Obviously you're doing something right when a leading light in the food world, such as Delia Smith (who always has steak-and-ale pie), is among your frequent visitors.

"We have celebrity customers, but they get treated the same as everyone else," says Peter.

Denise adds: "Customers come back because they see their money being used to add to the business: they see new carpets, they see the toilets are being refurbished.

What they don't see is us showing off new cars or the like.

We give the customers ownership of the pub."

The staff are made to feel like it's their business too, with no single member of the team more important than the other.

"I don't want a position where it's us and them," says Denise.
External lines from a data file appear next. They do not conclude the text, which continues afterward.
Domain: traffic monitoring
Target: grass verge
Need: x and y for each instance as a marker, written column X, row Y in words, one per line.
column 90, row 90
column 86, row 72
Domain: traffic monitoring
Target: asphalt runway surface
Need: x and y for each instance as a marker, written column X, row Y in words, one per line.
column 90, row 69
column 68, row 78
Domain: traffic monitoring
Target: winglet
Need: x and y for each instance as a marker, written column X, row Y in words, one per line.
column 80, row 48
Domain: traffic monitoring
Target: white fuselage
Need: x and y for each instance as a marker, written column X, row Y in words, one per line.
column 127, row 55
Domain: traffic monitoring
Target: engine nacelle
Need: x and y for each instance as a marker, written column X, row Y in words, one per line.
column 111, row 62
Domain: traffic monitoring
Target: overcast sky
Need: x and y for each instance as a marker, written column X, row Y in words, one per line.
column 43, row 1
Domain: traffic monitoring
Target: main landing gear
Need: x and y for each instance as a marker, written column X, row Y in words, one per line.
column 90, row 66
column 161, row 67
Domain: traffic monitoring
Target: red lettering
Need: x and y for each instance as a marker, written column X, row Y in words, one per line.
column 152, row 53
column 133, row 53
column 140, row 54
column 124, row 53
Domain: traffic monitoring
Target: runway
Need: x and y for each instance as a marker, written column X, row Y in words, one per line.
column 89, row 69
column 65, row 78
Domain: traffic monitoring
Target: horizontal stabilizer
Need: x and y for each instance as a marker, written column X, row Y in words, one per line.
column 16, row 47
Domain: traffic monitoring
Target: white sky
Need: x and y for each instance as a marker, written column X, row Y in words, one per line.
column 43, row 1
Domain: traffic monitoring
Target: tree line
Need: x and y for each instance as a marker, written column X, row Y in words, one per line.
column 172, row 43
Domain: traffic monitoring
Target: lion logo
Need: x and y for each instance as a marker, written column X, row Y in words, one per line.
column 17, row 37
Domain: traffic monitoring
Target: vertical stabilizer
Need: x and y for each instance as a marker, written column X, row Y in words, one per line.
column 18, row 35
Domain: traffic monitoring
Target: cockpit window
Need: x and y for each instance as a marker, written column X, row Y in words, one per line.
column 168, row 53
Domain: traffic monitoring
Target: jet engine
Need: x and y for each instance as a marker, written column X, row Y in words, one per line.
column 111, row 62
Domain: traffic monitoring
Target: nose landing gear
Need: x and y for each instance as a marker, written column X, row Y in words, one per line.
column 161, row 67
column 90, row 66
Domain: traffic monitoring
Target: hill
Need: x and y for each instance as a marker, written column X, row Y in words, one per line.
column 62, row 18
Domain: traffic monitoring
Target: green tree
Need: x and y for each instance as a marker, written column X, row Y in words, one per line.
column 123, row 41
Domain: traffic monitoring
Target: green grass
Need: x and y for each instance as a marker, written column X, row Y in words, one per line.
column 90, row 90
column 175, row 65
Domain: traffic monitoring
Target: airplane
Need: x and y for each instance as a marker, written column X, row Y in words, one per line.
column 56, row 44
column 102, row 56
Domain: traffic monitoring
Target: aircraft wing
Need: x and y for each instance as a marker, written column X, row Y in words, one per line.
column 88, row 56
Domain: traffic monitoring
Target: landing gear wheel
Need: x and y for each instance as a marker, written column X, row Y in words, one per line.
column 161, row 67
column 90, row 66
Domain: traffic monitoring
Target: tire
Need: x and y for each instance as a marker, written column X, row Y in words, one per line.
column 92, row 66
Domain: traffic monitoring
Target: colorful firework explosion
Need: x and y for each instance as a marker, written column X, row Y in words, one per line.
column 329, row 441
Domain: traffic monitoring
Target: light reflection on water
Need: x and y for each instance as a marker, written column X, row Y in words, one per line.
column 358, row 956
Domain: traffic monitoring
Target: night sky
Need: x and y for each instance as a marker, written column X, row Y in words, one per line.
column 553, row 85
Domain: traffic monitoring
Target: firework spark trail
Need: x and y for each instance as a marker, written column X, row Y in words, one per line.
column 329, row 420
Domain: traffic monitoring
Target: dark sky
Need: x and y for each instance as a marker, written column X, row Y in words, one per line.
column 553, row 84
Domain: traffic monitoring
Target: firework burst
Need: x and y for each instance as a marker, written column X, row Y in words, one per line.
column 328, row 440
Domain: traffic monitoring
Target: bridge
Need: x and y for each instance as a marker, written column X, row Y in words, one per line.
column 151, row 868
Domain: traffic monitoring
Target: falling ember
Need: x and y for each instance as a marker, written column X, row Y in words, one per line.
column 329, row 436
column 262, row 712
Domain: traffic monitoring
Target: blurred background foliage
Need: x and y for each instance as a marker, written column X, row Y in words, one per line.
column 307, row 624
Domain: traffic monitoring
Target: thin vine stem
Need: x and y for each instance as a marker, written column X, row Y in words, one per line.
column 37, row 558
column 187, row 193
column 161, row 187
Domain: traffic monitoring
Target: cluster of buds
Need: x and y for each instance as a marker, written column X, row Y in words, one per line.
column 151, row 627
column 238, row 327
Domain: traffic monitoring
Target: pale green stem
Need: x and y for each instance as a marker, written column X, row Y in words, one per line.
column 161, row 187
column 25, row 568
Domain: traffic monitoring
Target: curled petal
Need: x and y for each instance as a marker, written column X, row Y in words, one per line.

"I want a waitress to feel it's a career not a job.

If they find a course they want to go on, they can.

"Our bar manager went on a course to handle the media.

We've had the fire brigade on the car park doing fire training.

It stops the divide between front and back of house.

Our washer-up is a first-aid trained

and she isn't just a washer-up' because I won't have anyone called just' anything.

When she doesn't wash up, the chef doesn't get his clean pots and pans."

And those pots and pans are a vital and a healthy cog in the Ratcatchers' machinery.

The Ratcatchers' temptations The Ratcatchers' menu is mainly British, with a twist in the form of Continental and Oriental influences.

There are classic starters and main courses, a range of home-made pies and a vegetarian selection that leaves the trade's bog-standard lasagne and salad in the shade.

Blackboard specials range from pheasant and wild duck paté to chorizo stew with gruyère brioche.

The biggest mistake pubs can make is to try to over-complicate things, says Peter McCarter.

"It's simple," he says, "you get good quality food coming in the back door, good quality chefs, good quality waiting staff, good organisation and we treat everyone like it's their business."

Local sourcing of produce means high quality says Peter.

"We can tell you where the meat is from, through full traceability ­ the farmer, the slaughterer, even the local vet."

Peter may not be from the culinary creative school of chef patrons, admitting to a beans-on-toast level of cooking skill, but he still gets plenty of satisfaction from seeing the reaction to his chefs' work.

"I love the job.

You can work as hard as you like and be knackered, but when a customer comes up and says thank you' it makes it worthwhile.